Castaways return home to swarm of media, family, friends

? When three fishermen returned home Friday after a miraculous ordeal at sea, the questions from this city’s boisterous news corps didn’t focus on the Hemingway-like details of their nine months adrift, an accidental 5,000-mile journey from the Mexican port of San Blas.

The story captivated Mexico when first reported last week. Having disappeared in October, family members said, the fishermen and their 27-foot skiff turned up two weeks ago in the central Pacific halfway between North America and Australia.

But the 100 or so journalists who greeted the survivors at Mexico City’s Benito Juarez International Airport are more used to reporting crime and scandal than heroism. They grilled the three men at an often chaotic news conference that ended in a melee between producers and cameramen from rival television networks.

Is it true that you guys are really drug dealers on a failed smuggling mission, the reporters asked. What happened to the two other men who you say were on board with you? Did you eat them? If you were at sea for nine months, why aren’t your fingernails longer?

“To those who don’t believe us, all I can say is that I hope that what happened to us never happens to you,” Lucio Rendon, 27, said after denying that he and his comrades were either narcos or cannibals. “I just thank God for being here.”

Like many of the tragedies that befall the poor in Mexico, the full story of the three lost fishermen has turned out to be a complicated and hazy affair.
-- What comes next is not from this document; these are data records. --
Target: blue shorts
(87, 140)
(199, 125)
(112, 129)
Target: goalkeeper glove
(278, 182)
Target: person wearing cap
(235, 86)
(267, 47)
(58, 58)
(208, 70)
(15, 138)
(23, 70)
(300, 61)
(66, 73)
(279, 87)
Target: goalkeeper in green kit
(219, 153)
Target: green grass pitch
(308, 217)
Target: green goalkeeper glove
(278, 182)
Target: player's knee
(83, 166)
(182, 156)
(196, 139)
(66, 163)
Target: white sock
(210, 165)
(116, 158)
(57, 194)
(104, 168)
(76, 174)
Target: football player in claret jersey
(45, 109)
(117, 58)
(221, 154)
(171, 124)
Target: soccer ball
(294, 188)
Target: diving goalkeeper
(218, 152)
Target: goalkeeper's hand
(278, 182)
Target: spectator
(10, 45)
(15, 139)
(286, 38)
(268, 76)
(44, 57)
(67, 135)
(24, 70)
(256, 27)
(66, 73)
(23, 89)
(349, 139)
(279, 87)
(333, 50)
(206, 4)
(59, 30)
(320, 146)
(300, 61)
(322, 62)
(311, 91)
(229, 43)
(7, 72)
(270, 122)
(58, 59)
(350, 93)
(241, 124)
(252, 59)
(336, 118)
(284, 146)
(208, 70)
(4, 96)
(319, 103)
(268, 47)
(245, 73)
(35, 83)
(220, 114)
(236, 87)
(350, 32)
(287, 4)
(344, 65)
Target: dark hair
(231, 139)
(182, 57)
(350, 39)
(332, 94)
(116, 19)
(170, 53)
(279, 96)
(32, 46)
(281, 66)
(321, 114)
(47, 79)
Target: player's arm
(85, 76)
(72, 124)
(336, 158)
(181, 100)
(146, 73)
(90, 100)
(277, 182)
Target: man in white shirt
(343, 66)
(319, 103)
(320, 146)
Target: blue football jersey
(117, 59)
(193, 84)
The saga of Rendon, Salvador Ordonez and Jesus Vidana involves illegal immigration, suspicions of unlicensed fishing, petty theft and two “ghosts.”

Mexico’s attorney general said this week there is no evidence the men were drug smugglers.

Noemi Becerra reacts as she holds her son, Lucio Rendon, Friday upon his arrival to Tepic City airport. Rendon was one of three fisherman who say they were stranded in the Pacific Ocean for nine months.

Family members say the three are typical fishermen. When they left San Blas on Oct. 28, with two other men, they didn’t notify port authorities, or even many members of their family – not unusual where many people fish illegally.

The survivors have said they set off in search of shark, but have not said if they were licensed. Their first night out, they lost a fishing line. While trying to find it the next morning, their engines ran out of gas. They began to drift.

One of the men, known to the others only by the nickname “El Farsero,” died in January. Fifteen days later, a second man, known to the others as “Juan” died. The men either wouldn’t eat or couldn’t hold down the raw fish the others were eating to survive.

In a television interview Friday, Ordonez, 37, said after months adrift the men had no idea where they were.

The men read a Bible. When a storm ripped out the Apocalypse chapters, they took it as a good sign.

They collected rainwater to drink. Ordonez remembered advice from a government-sponsored survival course: eat as little as possible and drink fish blood to stay hydrated. (Officials in San Blas confirmed that Ordonez completed the course in 2004).

The three drifters were asleep when they were rescued Aug. 9. The Taiwanese crew of the Koo’s 102, based in the Marshall Islands, found the men. For 12 days, until the boat pulled into port, the skinny and sunburned survivors recuperated, sharing meals of rice and noodles with the crew.

Little has been discovered about the two men said to have died at sea. “Up to now they are only ghosts,” the newspaper El Universal wrote Tuesday. “No one knows their full names or where they’re from. It’s as if they never existed.”

At Friday’s airport news conference, a radio reporter asked the three men if they would take a lie detector test to prove their story was true.

Yes, the fishermen answered.

After the news conference, producers from the rival Televisa and Azteca television networks engaged in a shoving match over who would get the first “exclusive” interview with the three men: Televisa ended up with two of the survivors, Azteca with one.